Career Politicians: Clarifying Concepts and Testing Claims

Friday, March 30, 2018
St. Clair (InterContinental Chicago Magnificent Mile)
Gabriele Magni , Political Science, University of North Carolina at Chapel Hill
Nicholas Allen , Political Science, Royal Holloway, University of London, United Kingdom
Donald Searing , Political Science, University of North Carolina at Chapel Hill
The professionalization of politics is a phenomenon found in most advanced democracies. Professional politicians are full-time politicians. Career politicians, we shall argue, are a sub-set of professional politicians. They are known by their lack of significant occupational experience in the outside world, and by other distinctive attributes for which they are both praised and condemned with arguments grounded in typically untested informal theories. They are praised for their strong commitment and hard work. They are condemned for diminishing competence in government, undermining descriptive representation, increasing careerism and gridlock and weakening public service orientations. From the compliments and condemnations put forward by political scientists, journalists, publics, and politicians themselves, we will clarify the concept’s principal dimensions as multi-level and multidimensional, and fitting Wittgenstein’s family resemblance structure, which is how we will measure them.
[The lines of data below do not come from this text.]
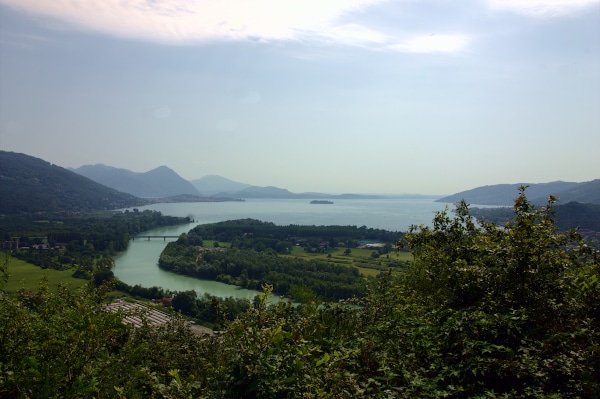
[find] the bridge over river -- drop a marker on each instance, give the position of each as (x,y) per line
(149,237)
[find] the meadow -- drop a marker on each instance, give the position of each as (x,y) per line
(26,276)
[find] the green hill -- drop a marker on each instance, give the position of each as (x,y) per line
(29,184)
(504,194)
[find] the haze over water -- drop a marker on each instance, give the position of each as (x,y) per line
(139,264)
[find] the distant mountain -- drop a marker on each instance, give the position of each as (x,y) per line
(29,184)
(158,183)
(212,185)
(588,192)
(570,215)
(504,194)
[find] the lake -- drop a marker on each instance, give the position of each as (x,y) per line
(139,264)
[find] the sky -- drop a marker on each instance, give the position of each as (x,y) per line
(335,96)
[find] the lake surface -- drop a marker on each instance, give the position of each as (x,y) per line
(139,264)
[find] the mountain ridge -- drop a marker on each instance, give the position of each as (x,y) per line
(504,194)
(159,182)
(30,184)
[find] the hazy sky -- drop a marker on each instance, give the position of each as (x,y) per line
(400,96)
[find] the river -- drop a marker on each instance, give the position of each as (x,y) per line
(139,264)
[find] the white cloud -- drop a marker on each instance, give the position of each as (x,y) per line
(197,20)
(433,44)
(355,34)
(541,8)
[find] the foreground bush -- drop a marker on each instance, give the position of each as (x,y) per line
(484,311)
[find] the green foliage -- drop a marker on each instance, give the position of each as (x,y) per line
(85,243)
(32,185)
(482,312)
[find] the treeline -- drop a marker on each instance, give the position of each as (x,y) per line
(252,269)
(255,234)
(206,308)
(84,243)
(251,259)
(482,312)
(585,217)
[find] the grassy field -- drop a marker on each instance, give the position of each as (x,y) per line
(359,257)
(28,276)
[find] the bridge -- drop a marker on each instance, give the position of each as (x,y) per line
(149,237)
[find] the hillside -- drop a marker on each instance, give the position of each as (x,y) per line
(504,194)
(212,185)
(158,183)
(29,184)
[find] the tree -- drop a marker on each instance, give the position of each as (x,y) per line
(508,311)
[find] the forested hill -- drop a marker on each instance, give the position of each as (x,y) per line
(161,182)
(504,194)
(29,184)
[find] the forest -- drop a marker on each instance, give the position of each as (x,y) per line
(483,311)
(258,254)
(85,243)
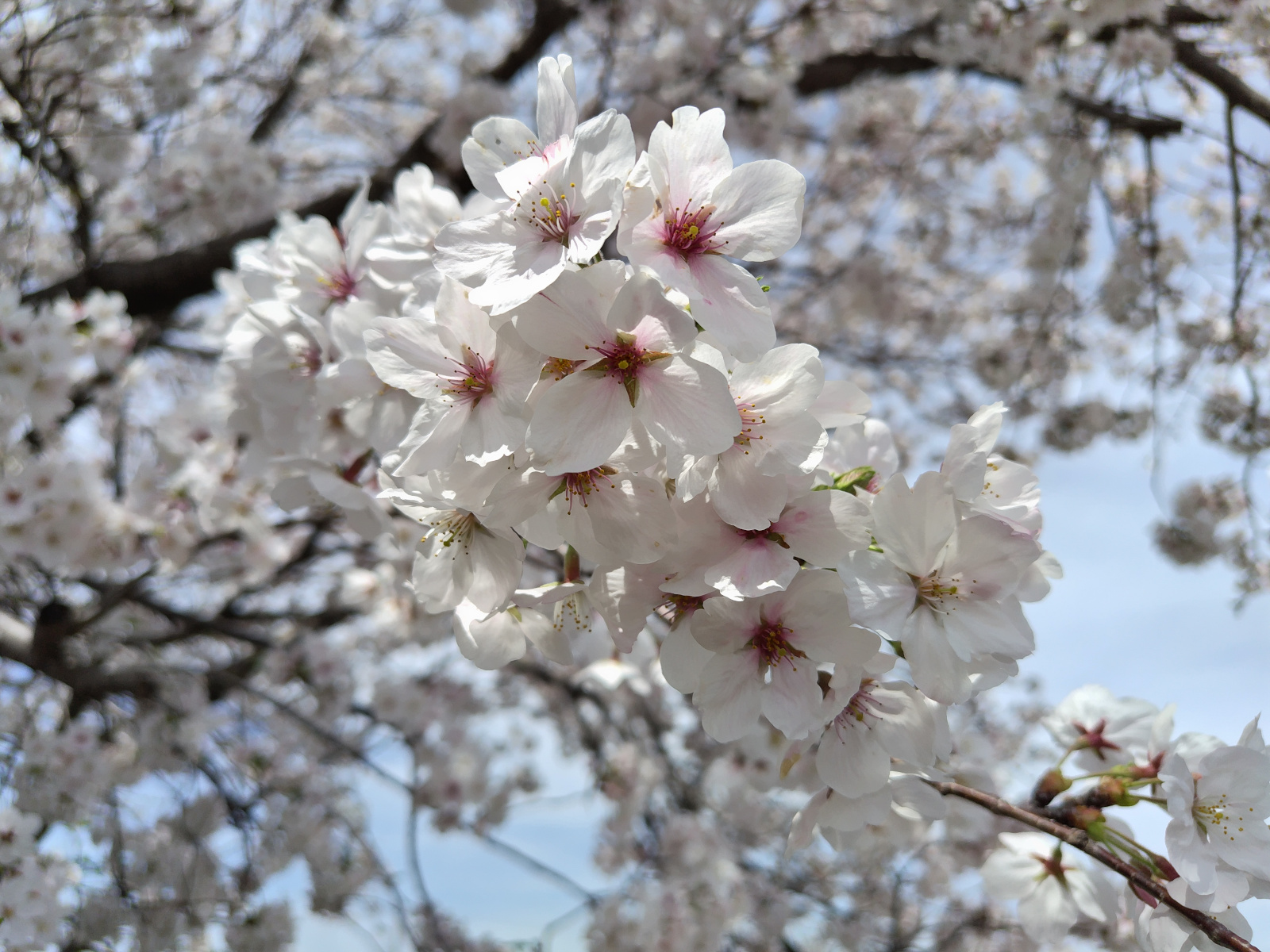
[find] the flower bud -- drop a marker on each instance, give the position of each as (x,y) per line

To do so we will use a longitudinal data set on British MPs who were interviewed in 1971-73, re-interviewed in 2012-2015, and for whom detailed career data have been collected on both their pre-political and parliamentary careers. These data include many non-career as well as many career politicians and are therefore well-suited to our inquiry. They will enable us to construct and validate the measures and use them to investigate hypotheses about character traits including desires for power and status, public service motivation, ideological rigidity, intensity of partisanship, Machiavellianism and tolerance for compromise. We will also investigate consequences for hypothesized behaviors including voting patterns, speeches, time spent in constituencies and other choices that have shaped their political careers.